Evolfo is the sound that breaks through the fuzz on the low end of your radio dial and echoes out the back door of a pink neon lit bar. Mainstays of New York City’s clubs and DIY spaces, as well as the finest basement venues coast to coast, Evolfo has cut adventurous tracks through the U.S., gaining initiates and devotees every time they cram onto a stage and deliver their raucous live show. Last of the Acid Cowboys, the band’s debut LP, melts down decades worth of eclectic and bizarro records and puts on wax a house shaking mix of garage rock, psych soul, spiritual funk and ecstatic freakout. Like the faithful crate-diggers who have come before them, Evolfo mined the past for sounds and grooves that history left on the shelf.
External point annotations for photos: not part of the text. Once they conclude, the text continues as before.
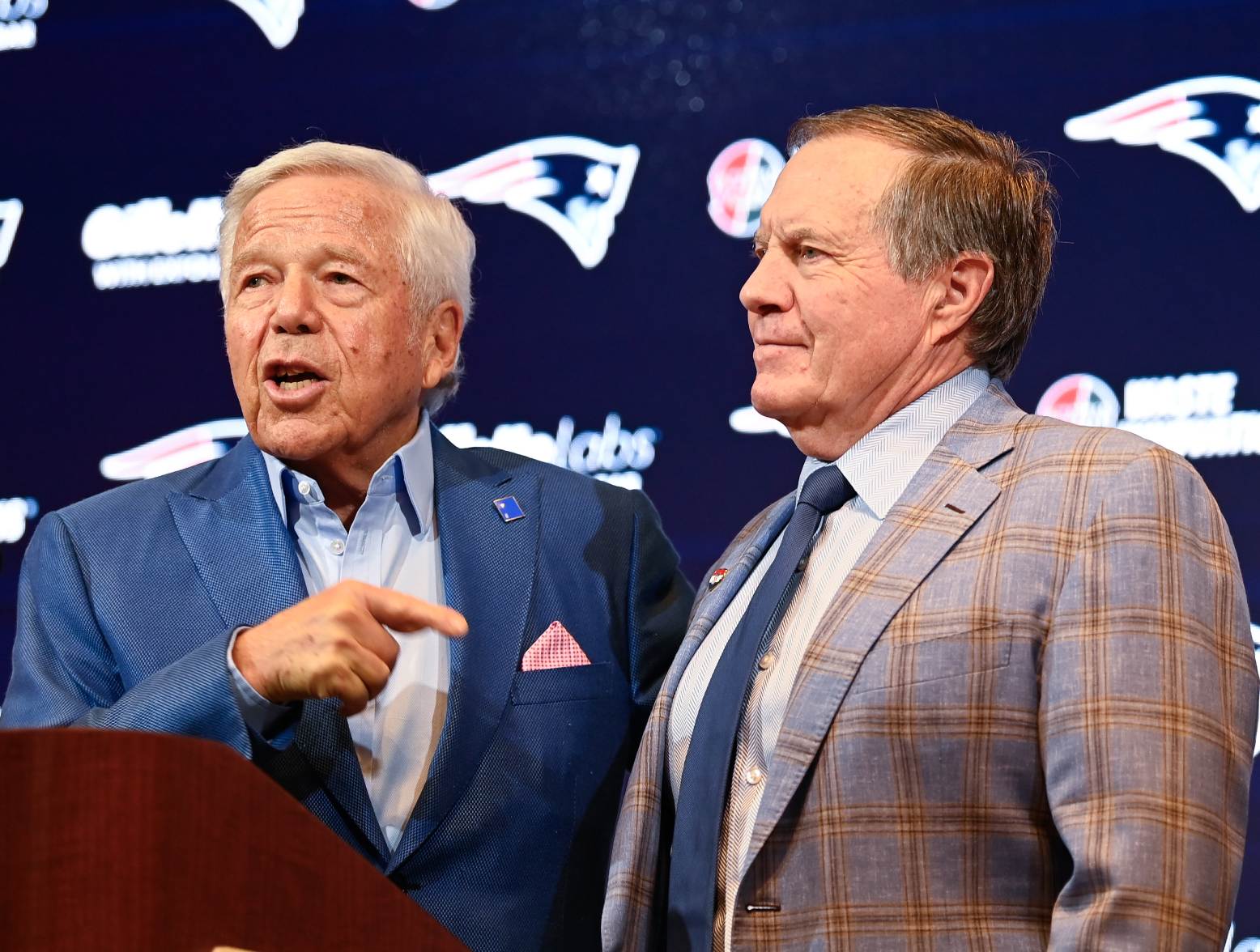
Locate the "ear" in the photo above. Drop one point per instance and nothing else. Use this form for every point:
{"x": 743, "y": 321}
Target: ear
{"x": 962, "y": 285}
{"x": 441, "y": 342}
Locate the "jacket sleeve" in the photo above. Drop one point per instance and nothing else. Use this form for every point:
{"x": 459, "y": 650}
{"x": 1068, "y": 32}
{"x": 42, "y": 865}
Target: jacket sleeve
{"x": 661, "y": 600}
{"x": 65, "y": 674}
{"x": 1148, "y": 714}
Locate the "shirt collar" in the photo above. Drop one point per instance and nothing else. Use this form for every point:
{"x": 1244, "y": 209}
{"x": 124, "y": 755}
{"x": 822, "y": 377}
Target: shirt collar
{"x": 881, "y": 465}
{"x": 408, "y": 474}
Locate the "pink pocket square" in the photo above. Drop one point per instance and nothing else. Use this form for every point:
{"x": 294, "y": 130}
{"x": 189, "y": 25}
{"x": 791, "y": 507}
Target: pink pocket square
{"x": 555, "y": 648}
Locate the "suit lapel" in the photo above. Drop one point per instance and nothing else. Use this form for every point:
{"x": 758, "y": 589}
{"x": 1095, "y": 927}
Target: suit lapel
{"x": 245, "y": 555}
{"x": 487, "y": 575}
{"x": 945, "y": 498}
{"x": 233, "y": 533}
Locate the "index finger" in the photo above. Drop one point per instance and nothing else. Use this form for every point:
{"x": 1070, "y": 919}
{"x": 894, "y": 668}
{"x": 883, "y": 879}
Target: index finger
{"x": 405, "y": 612}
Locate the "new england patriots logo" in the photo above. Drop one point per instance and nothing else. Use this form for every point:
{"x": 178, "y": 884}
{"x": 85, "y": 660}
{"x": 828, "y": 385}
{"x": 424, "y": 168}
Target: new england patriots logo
{"x": 573, "y": 185}
{"x": 1212, "y": 120}
{"x": 174, "y": 451}
{"x": 278, "y": 19}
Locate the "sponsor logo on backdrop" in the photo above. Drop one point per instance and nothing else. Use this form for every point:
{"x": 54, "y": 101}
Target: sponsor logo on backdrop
{"x": 1211, "y": 120}
{"x": 1192, "y": 414}
{"x": 573, "y": 185}
{"x": 1081, "y": 398}
{"x": 185, "y": 448}
{"x": 18, "y": 29}
{"x": 612, "y": 453}
{"x": 278, "y": 19}
{"x": 151, "y": 242}
{"x": 11, "y": 213}
{"x": 740, "y": 181}
{"x": 14, "y": 516}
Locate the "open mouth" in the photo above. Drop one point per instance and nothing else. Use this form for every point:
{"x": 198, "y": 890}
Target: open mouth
{"x": 294, "y": 378}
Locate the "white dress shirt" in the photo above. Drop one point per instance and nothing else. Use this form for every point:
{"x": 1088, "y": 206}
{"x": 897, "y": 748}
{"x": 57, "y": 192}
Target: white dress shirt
{"x": 391, "y": 543}
{"x": 879, "y": 467}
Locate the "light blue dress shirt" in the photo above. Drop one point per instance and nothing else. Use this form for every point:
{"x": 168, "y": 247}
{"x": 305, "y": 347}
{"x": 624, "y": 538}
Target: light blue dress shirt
{"x": 391, "y": 543}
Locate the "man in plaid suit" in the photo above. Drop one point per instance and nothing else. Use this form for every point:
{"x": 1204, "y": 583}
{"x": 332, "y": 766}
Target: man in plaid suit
{"x": 1007, "y": 697}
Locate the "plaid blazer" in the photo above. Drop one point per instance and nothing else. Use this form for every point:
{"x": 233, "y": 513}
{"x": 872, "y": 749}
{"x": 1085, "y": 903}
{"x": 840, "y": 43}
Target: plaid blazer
{"x": 1024, "y": 722}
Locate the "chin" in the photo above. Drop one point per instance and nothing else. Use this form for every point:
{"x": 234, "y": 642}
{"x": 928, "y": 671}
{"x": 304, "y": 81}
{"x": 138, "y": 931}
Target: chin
{"x": 292, "y": 440}
{"x": 770, "y": 401}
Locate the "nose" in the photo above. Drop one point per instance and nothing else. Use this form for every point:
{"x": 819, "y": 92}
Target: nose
{"x": 766, "y": 291}
{"x": 295, "y": 308}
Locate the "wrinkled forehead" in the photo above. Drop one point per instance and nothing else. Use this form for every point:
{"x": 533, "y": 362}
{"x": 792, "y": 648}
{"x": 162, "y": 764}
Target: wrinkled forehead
{"x": 836, "y": 178}
{"x": 332, "y": 206}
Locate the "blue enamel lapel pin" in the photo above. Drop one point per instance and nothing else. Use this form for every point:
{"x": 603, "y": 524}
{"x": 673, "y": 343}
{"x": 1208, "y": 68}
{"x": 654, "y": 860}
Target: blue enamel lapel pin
{"x": 509, "y": 509}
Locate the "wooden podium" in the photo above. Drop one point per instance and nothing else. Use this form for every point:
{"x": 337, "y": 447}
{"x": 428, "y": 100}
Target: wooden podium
{"x": 120, "y": 840}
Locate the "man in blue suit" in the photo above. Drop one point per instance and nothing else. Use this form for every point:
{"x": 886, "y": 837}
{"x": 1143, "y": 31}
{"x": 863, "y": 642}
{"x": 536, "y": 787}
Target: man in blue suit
{"x": 446, "y": 654}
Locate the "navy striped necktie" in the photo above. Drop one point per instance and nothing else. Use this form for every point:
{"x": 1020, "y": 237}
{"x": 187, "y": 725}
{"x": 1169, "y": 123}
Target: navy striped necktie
{"x": 700, "y": 804}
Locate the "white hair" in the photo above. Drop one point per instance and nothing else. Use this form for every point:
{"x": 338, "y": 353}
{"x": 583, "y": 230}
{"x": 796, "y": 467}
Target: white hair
{"x": 435, "y": 244}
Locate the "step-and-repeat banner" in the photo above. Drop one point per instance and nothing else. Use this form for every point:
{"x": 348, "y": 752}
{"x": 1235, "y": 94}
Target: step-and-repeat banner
{"x": 643, "y": 138}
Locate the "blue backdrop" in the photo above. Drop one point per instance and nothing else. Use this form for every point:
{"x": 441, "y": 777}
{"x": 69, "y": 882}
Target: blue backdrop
{"x": 600, "y": 150}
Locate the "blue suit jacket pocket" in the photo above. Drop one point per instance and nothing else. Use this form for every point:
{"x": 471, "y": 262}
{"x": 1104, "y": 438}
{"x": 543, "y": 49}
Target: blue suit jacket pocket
{"x": 564, "y": 684}
{"x": 909, "y": 657}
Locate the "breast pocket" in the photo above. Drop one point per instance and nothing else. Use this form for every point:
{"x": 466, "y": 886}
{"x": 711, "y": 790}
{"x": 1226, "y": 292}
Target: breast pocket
{"x": 904, "y": 657}
{"x": 564, "y": 684}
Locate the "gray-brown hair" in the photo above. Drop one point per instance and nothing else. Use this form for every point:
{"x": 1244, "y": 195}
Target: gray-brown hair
{"x": 434, "y": 242}
{"x": 964, "y": 190}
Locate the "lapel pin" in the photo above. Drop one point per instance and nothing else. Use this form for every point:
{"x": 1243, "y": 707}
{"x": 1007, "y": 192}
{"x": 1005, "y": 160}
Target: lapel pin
{"x": 509, "y": 509}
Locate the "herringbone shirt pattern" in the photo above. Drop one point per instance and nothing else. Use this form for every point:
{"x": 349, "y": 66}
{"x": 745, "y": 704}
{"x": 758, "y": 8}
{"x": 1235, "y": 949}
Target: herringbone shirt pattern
{"x": 1026, "y": 720}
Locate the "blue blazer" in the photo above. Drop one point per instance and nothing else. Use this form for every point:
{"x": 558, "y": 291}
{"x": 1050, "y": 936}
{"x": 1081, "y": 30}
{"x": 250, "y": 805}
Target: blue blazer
{"x": 127, "y": 601}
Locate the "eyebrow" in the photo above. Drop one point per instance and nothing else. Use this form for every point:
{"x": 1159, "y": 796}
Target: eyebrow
{"x": 802, "y": 235}
{"x": 326, "y": 252}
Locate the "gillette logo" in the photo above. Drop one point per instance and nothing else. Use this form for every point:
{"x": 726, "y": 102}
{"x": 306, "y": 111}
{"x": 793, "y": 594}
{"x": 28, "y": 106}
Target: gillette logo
{"x": 278, "y": 19}
{"x": 18, "y": 18}
{"x": 614, "y": 455}
{"x": 11, "y": 213}
{"x": 740, "y": 181}
{"x": 14, "y": 516}
{"x": 151, "y": 242}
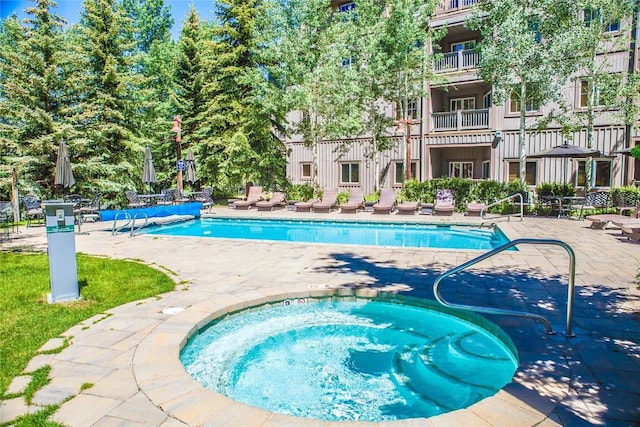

When they breathe their smoke into these forms, it produces something new.
“The process of writing and recording The Last of the Acid Cowboys was a lot of unlearning for me. My main focus was trying to reconnect with the untainted excitement I had for music as a teenager. Every artist I look up to defies categorization and I think that’s because they all concern themselves solely with making the music, and not labeling it from the get go,” said keyboardist and vocalist Rafferty Swink. “It might sound obvious, but these limitations are hammered into your head as an unknown artist and it’s only after you put both middle fingers up that you can make something real.”
With a guitar sound soaked in the gunk that drips down from an elevated subway train and a fire-breathing horn section, this Brooklyn septet plays garage-soul with the force of the Devil’s belly laugh and the groove of a New Orleans second line. They’re The Stooges playing along to Bitches Brew; Shuggie Otis soundtracking a Spaghetti Western; “Louie Louie” and a bottle of champagne.
In 2011 the rag tag group of seven music students, representing both coasts and the Great Midwest, came together in Boston, MA. They originally called themselves Evolfo Doofeht, a reversal of “the food of love,” Shakespeare’s famous description of music from “Twelfth Night.” Headed by guitarist and vocalist Matt Gibbs, the band had one goal: play with energy and bombast. They cut their teeth on the basement party circuit and earned a reputation for playing bacchanalian live shows. The crew wrote songs about gypsies and demons and quickly became local favorites, netting a Boston Music Award and inspiring Sound of Boston to proclaim “It’s hard, almost impossible, to listen to Evolfo Doofeht without feeling the urge to dance.” Now these boys are young men, they’ve traded Boston for Brooklyn, and they’re simply called, Evolfo.
In a few short years together, Evolfo have drawn the attention of indie rock tastemakers with their songs being selected for several films and television shows, inclusion on Spotify playlists and praise from media outlets like Impose Magazine who declared, “you fall into the depths of the lyrics within seconds,” and Speak Into My Good Eye who called the band, “raucous, dark, sinister, with a warm-psych-soul energy.”
Since their inception, Evolfo has been known for their performances and the band looks to keep developing. “I want the show to go above and beyond. I want to be on bigger stages consistently where we can experiment with the spectacle and the sound to their fullest extent,” said Gibbs. “My favorite thing about my band is that it’s what I do for fun. I live for the tours and I look forward to these shows more than anything else.”
Evolfo carries the essence of weird and raw music forward, one sweaty dance floor at a time. Play on.